Flyers head coach Rick Tocchet might not be envious of the Phillies current won/loss record so far this season. But he used a baseball analogy on Sunday after practice to describe how Philadelphia needs to start Game 2 Monday night against the host Hurricanes.
“I just said we just got to hit singles every shift, you can’t try to hit home runs,” the coach said. “I just felt a lot of guys were all in on a home run or not skating. So we’ve learned from it, we’re moving on from it.”
After watching the video from Game 1, Tocchet said he said there was a brief stage in the game where the Flyers stacked together three or four quality shifts in terms of forechecking. But it clearly was the exception to what was sadly the norm for Philadelphia’s poor performance and effort.
“To me it was the first 15 minutes where we, just watching the video, it didn’t look like a lot of the guys wanted the puck,” he said. “And against Carolina, you want to want the puck, you want confrontation, you got to want to make that play. And those are the things that we didn’t do early on. There were some pockets later, but at that point it’s got to be more consistent.”
Tocchet clearly wasn’t pleased with the opening 30 minutes of the game, with the Flyers essentially a vast majority of puck battles, and being outworked against a team who were eager to seemingly skate circles around their opponents. He said that needs to change right off the bat tomorrow night if Philadelphia has a chance to return to Philadelphia on Thursday with the series tied at a game apiece.
“When you have the puck, skate with it,” he said. “I mean on the goals, the two guys that had the puck, if you skate with it and make a play instead of making a quick play and it hits a skate, those are the plays where you have to skate. So how do you get better at it? Want the puck and skate with it, and skate to options. There’s a time and place where you can’t skate, and you got to battle through it and you got to get it out.”
Meeting pressure with pressure
Aside from the costly turnovers, the Flyers rarely tilted the ice in their favor. Only five players had a Corsi For percentage at or over 50 per cent: Jamie Drysdale, Travis Sanheim, Trevor Zegras, Christian Dvorak, and Sean Couturier. Tocchet pointed to the fact so many players didn’t make the necessary plays to counteract Carolina’s forecheck and pressure.

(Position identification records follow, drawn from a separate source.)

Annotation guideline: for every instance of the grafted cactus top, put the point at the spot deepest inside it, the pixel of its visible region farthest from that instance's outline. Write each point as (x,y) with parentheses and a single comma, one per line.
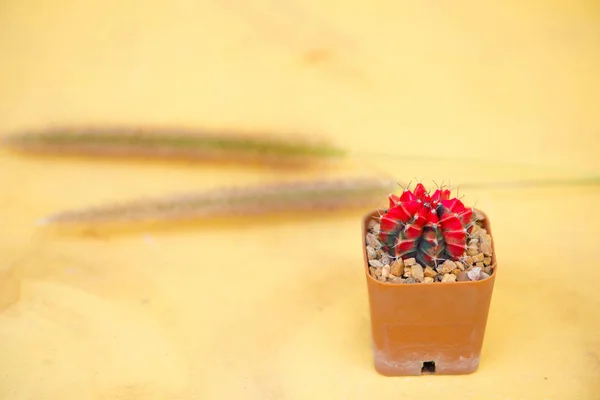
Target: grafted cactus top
(430,228)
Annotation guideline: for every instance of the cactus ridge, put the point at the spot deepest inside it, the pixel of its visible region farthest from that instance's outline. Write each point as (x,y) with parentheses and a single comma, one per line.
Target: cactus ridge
(428,227)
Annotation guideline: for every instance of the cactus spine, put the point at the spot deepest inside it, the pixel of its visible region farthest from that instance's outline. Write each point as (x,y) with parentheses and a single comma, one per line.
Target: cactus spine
(430,228)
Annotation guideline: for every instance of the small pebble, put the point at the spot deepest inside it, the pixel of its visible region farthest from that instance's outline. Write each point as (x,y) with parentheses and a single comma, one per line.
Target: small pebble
(474,274)
(385,259)
(385,271)
(397,268)
(429,272)
(478,215)
(410,261)
(371,253)
(372,241)
(448,266)
(417,272)
(462,276)
(487,249)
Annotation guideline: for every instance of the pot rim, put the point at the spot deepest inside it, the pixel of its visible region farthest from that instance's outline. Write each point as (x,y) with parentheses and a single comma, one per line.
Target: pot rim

“It’s a team that’s going to press, they’re going to get at you,” he said. “I’m a big believer in meeting pressure with pressure. So wherever that pressure is go find it. We were going away from it. That’s something that we have to learn from. There’s play where if we want to the area that we should have gone to, we either would’ve had puck possession, or some kind of rush play. We were somehow playing on the outside, and that helps Carolina even more.
“Is it a mindset, is it inexperience, is it the quick turnaround? I don’t know, it could be a bunch of those things. But we don’t have time. You can’t put together three or four games like that, you need to figure it out quickly. Tomorrow night we want 22 guys or 21 guys wanting the puck. That’s the mindset.”
Paying the price to find the “hard ice”
The coach added there were “about four or five guys that got to be dogs on the bone” from the start of Game 2, but again, didn’t name names. He also said winger Owen Tippett was missed being the team’s best “speed demon” but could say for sure he’d be in the lineup for Game 2 with his day-to-day injury. What Tocchet and his coaching staff are looking for tomorrow night are players carrying the puck and taking it to the dirty areas or “hard ice.” It’s an area the Flyers didn’t really drive towards in Game 1 and has to change for Game 2 if Philadelphia wants to get in Carolina goaltender Frederik Andersen’s wheelhouse.
“I’m a big believer, and yesterday was a perfect example, in finding the hard ice,” he said. “The easy ice is taking it back and play outside, of course. But if you want the hard ice it’s inside. You might get hit, but somebody might hook you, they might hold you, somebody might drag you down. I’m a big believer in hard ice, especially in the playoffs. The first half of the game we were more on the easy side of the ice.”